イルミはさらに追い打ちをかけるよう、自身の左手も掲げて見せる。そこにはなまえの物とは違い、石のついていないシンプルなリングが光っていた。

「そうだ、そのリングは対になっていてね。オレの意思でなまえに罰を与えることもできるんだ」

デモンストレーションとばかりにイルミが指輪にオーラを込めれば、彼女は声こそ出さなかったものの苦痛にもだえる。それでも、こんな圧倒的不利な状況でも、その瞳に浮かぶのが恐怖でなく怒りであるのがとてもなまえらしいと感じた。

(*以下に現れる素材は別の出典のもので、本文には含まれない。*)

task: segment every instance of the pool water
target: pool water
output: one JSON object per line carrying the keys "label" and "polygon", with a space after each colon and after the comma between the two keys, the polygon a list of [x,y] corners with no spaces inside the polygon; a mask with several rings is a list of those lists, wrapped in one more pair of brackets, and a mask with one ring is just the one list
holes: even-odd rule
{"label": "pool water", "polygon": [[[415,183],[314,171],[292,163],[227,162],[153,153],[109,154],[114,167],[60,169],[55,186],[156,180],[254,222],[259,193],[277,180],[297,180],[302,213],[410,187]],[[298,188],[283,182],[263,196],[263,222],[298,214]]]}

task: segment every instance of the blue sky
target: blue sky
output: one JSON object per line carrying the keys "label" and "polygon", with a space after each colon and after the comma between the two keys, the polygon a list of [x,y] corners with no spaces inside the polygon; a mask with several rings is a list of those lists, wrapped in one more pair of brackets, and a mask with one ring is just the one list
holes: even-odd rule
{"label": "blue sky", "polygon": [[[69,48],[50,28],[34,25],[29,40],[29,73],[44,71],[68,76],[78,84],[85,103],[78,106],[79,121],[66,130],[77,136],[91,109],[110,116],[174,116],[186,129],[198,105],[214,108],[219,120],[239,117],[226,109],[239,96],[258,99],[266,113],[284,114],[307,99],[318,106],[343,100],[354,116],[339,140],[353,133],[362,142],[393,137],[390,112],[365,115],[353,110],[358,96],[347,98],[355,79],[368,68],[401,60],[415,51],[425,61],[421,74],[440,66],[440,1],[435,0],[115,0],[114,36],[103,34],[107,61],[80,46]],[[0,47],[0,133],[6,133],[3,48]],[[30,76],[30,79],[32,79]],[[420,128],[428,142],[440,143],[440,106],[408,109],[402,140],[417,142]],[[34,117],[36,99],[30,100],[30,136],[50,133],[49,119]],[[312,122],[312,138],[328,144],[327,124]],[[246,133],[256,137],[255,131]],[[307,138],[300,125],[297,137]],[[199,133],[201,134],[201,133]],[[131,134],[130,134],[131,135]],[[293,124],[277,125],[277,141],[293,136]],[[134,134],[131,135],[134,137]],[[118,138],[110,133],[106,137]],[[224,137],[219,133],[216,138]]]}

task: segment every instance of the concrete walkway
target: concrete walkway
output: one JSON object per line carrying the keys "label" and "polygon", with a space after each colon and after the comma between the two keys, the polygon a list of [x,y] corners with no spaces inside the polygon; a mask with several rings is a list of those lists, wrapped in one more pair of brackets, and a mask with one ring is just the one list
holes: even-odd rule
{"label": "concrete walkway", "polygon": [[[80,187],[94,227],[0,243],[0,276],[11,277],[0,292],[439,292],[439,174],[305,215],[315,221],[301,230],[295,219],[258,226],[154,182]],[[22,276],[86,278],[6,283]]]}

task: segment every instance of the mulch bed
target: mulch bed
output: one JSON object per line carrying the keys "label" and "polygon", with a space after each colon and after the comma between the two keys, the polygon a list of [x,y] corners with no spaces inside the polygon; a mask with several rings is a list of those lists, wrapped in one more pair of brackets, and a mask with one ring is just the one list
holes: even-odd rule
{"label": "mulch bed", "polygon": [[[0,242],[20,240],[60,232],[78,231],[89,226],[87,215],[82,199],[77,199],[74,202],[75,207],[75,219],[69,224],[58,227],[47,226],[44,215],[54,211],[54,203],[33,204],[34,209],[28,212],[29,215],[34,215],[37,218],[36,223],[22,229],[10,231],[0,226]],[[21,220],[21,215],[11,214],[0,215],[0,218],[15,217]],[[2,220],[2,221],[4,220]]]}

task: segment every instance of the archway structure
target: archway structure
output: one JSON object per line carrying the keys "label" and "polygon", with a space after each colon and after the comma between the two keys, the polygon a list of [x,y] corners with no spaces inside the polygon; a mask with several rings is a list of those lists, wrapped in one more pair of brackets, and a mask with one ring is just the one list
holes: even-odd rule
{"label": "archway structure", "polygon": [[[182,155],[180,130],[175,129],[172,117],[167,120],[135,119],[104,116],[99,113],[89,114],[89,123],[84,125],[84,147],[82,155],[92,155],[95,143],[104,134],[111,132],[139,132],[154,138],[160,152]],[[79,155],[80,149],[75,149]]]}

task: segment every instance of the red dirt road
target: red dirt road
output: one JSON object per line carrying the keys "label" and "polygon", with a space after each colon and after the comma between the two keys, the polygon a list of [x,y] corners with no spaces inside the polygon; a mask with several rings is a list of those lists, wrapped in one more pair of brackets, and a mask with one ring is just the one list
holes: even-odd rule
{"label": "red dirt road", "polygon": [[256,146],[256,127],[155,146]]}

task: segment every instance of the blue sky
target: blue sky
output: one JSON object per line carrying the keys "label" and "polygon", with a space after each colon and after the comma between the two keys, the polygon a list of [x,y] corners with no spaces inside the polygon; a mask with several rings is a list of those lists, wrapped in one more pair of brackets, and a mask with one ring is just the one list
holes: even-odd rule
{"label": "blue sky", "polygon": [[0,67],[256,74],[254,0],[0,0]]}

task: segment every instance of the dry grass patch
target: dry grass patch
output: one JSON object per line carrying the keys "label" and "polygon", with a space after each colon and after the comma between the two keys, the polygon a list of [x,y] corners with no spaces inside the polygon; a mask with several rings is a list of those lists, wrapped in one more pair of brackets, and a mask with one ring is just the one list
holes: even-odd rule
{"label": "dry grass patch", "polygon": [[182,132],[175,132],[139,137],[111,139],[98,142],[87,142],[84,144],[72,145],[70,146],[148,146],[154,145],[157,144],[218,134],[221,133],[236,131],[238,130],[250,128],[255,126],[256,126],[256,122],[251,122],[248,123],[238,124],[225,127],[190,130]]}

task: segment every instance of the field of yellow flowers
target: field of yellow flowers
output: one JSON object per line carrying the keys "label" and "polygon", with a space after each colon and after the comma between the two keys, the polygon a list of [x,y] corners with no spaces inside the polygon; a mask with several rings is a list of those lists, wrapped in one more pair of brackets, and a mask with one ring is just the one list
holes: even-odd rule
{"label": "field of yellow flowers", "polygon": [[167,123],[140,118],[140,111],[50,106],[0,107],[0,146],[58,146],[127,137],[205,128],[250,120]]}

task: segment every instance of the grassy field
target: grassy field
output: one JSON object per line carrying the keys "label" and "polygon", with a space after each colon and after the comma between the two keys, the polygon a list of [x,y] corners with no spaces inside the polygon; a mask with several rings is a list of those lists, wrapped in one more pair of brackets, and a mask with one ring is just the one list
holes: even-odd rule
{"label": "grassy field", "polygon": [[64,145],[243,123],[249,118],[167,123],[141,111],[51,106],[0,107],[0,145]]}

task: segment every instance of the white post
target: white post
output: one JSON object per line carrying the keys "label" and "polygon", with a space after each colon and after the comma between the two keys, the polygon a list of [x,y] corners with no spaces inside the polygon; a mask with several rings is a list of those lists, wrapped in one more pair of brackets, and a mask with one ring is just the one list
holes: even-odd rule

「ま、そういうわけだからなまえにはオレと一緒に来てもらうよ。
あ、そうそう、このことは二人だけの秘密だから母さんたちの前では話を合わせてね。
もしどうしても演技なんかできないっていうなら、針でサポートしてあげるけど」
「……キルアに家を継ぐって言わせたら私は解放されるんですか」
「そうだね。でも、もちろんキルが本心から言うようじゃなくちゃいけないよ。なまえが解放される条件はひとつ、キルを立派な暗殺者にすること。もしくは、」

――死が二人を別つまで

「オレかおまえか、どっちかが死ねば解除される。
攻守交替といこうじゃないか、ね、なまえ」

そうだ、その顔が見たかった。
今回向けられる敵意は理由が明確すぎるほど明確で、逆に清々しいぐらいである。
イルミは久しぶりに心から愉快な気分になったが、残念ながら家族ではないなまえにその機嫌が伝わることはないのだった。